Mine is a really lovely wedding band with sixteen sapphires and diamonds and it goes really well with my sapphire engagement ring. But, a couple of years ago I persuaded my husband to get me a modest wedding band, an “every day ring” and I saved the one with big rocks for the special occasions.
Well, I discovered that the wedding band was missing a few days ago when we were leaving for San Francisco for a wedding. I didn’t panic because the cats knock things over all the time, and I planned to look for it when I returned. But, just as a precaution I took my little jewelry box with me in my suitcase.
If I can backtrack a bit, the first day I arrived in LA I had an immediate request. I wanted a new heavy door and asked to put a keyed lock on the bedroom and closet doors. Husband understood that it was less of a desire for privacy and every bit about keeping my jewelry safe under the conditions. I understood long before I moved here that there is no way to secure this house.

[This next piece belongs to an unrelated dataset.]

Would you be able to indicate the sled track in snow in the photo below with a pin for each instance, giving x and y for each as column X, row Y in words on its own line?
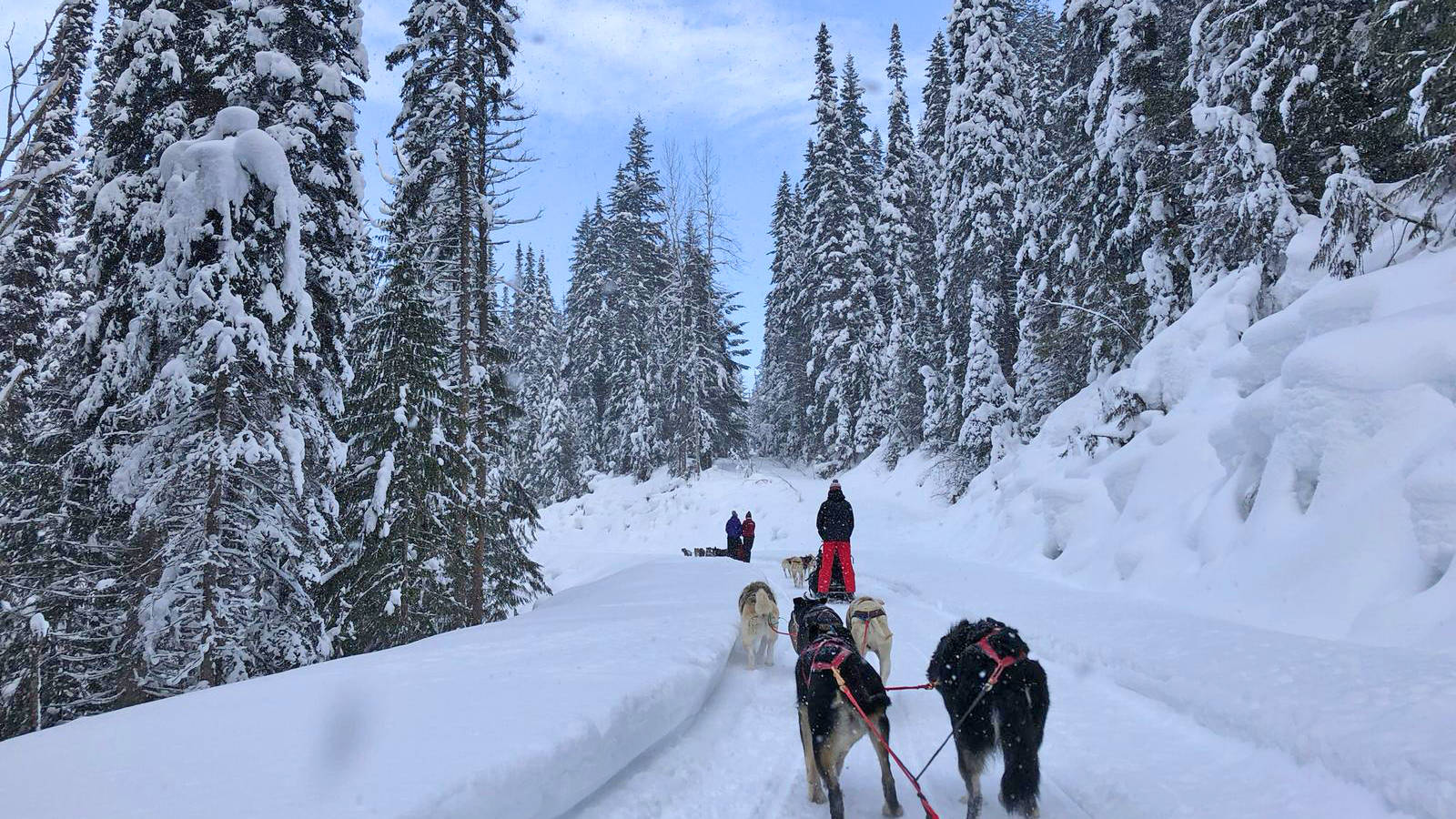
column 1111, row 751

Jack has found that keeping the sliding door open all day gives her greater mobility in her wheelchair, and also gives regular access into the house by her personal home care worker, dog walker, her handyman and her myriad friends. There are lots of unannounced visits too, and in the last five weeks we’ve been joined by termite inspectors, a plumber and repairmen galore. Before now I guess it hadn’t been a problem because there really isn’t anything of material value here.
How I convinced myself, a former prosecutor who has seen every crime imaginable, that I could cope under the circumstances is a story for another day. But the door was the first order of business and we discovered that you really can’t buy a door all that readily. It requires knowing the correct size. Who knew? And then you have to put on your own hinges and doorknobs and it really was much more of a task than we had the wherewithal for. So, I settled for just a keyed lock on the old bedroom door.
I was pretty good about locking the door each time we went out, but I do recall now that there was one random day when I forgot to lock it.
Jack isn’t terribly observant and it was several weeks before she realized that we had placed a lock on that door. But when she noticed she became very upset. Now life moves pretty quickly here and I had every intention of telling her that we locked the door, not because we didn’t trust her with the kitties, which I knew she believed, but to protect my expensive jewelry which I was pretty sure she had no idea I possessed. Anyway, hard discussions like that are easily deferred, and I rationalized that I would wait until she got new headphones for her listening device. Meanwhile we went to that wedding in San Francisco.
When I was dolled up in my wedding outfit I opened the jewelry box and reached for the Italian necklace and came up empty handed. When we got home I discovered all the other stuff was gone too. I cannot, though I have agonized, remember the last time I wore those pieces, or figure out how in the world someone got into that room at a rare time that it happened to be unlocked. After a few really sleepless nights I made the decision to call the cops. Not that I expect the LAPD to solve this caper, but so they can check my missing stuff against the daily list they get from pawnshops.
So, I was in the backyard aglow from the alcohol and fading sunlight. I felt good about the decision and was going to try to find a clever way to learn the last names of all the people who work for Jack, so I asked husband if he’d seen her. He had, a few minutes before sweeping up the shards of Riedel from the floor.